Several letters written during the following twelve months, reveal the Governor's anxiety for the safety of his diamond, and the high estimate he had formed of its value. They also complain bitterly of his son's silence."

It appears by a letter to Governor Pitt from Thomas Styleman, dated November 18, 1703, that Robert, within a few months after his return, married Harriet Villiers daughter of Viscountess Grandison.

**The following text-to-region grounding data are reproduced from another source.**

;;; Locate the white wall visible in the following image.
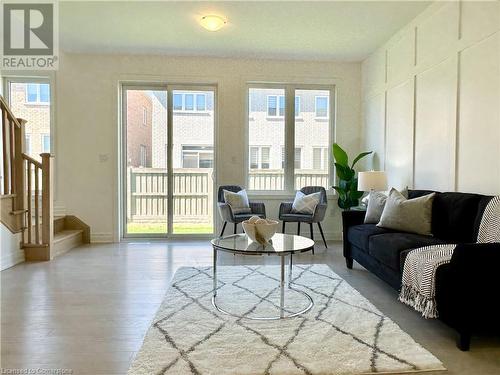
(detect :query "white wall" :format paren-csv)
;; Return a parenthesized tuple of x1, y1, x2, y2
(0, 225, 24, 270)
(55, 54, 362, 242)
(362, 1, 500, 195)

She is referred to several times in the correspondence, and always in terms of extraordinary praise." His marriage and preparations for his election as M.P. for the borough of Old Sarum, of which Thomas Pitt had acquired control by purchasing the site of the castle from Lord Salisbury in the year 1691,6 would seem to have so engrossed Robert's mind as to cause him to neglect his father's instructions, and particularly that one enjoining frequent correspondence with Madras. His first letter from London announcing to the Governor his safe arrival with the diamond, and subsequent marriage, is dated December 30, 1703.7 Moreover, he was soon engaged in violent quarrels with his mother, brothers, and sisters; highly-coloured accounts of which, sent to Madras by the parties themselves and by candid friends, excited the Governor's bitter indignation.

The great diamond was also, in many ways, an occasion of trouble to Governor Pitt. Circumstances relating to its purchase and transmission to England, which he had desired to shroud in absolute secrecy, were noised abroad, with much fictitious embellishment, through, as he thought, his son's indiscretion."